Mais, qui le croirait ? c’est au milieu des frimas du pôle, en Islande et en Scandinavie, que les traditions sur le grand roi des Huns furent recueillies avec le plus d’empressement peut-être et de curiosité; ce sont des scaldes du Groënland norvégien qui nous en ont transmis les souvenirs les plus fidèles dans deux poèmes intitulés Atla-Mâl et Atla-Quida, Récit et Chant d’Attila, que d’autres morceaux poétiques non moins précieux développent et complètent. Les chants scandinaves où il est question d’Attila forment plus du tiers de l’Edda de Saemund, et nous savons qu’ils existaient déjà sous leur forme actuelle dans la première moitié du IXe siècle et probablement à la fin du VIIIe.

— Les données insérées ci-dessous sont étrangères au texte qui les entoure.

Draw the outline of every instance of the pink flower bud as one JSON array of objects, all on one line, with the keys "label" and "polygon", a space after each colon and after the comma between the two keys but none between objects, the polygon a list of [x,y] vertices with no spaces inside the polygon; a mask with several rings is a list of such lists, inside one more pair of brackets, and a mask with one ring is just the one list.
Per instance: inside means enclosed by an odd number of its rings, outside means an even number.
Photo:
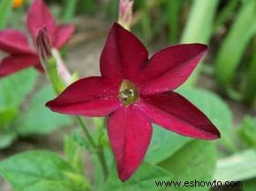
[{"label": "pink flower bud", "polygon": [[39,30],[38,34],[36,36],[36,45],[42,61],[49,60],[49,58],[52,57],[51,53],[52,48],[46,27],[43,27]]},{"label": "pink flower bud", "polygon": [[118,23],[124,28],[129,29],[132,19],[133,1],[120,0]]}]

Le souvenir des Huns, qui ne firent pourtant qu’une courte apparition au bord de la Baltique, était vivace en Scandinavie. On y appela long-temps Hûnalant, terre des Huns, les contrées situées à l’est de cette mer, et aujourd’hui encore les paysans allemands donnent le nom de Hunnenbette, lit des Huns, aux tumuli que l’on trouve en assez grand nombre dans les plaines de la Pologne et de la Lithuanie. Toutefois les scaldes du Nord, à en juger par les pièces qui nous sont restées, choisirent, de préférence à la tradition ostrogothique, cette autre tradition dont je signalais la trace, il n’y a qu’un instant, dans les poèmes anglo-saxons de Béowulf et du Chant du Voyageur. Reléguant au second rang Théodoric et les héros de l’Italie, ils s’attachèrent à mettre en relief ceux du Rhin qu’ils connaissaient moins imparfaitement ou qui les intéressaient davantage. Nous classerons pour cette raison les chants de l’Edda et les Sagas qui s’y rapportent parmi les matériaux de la tradition occidentale.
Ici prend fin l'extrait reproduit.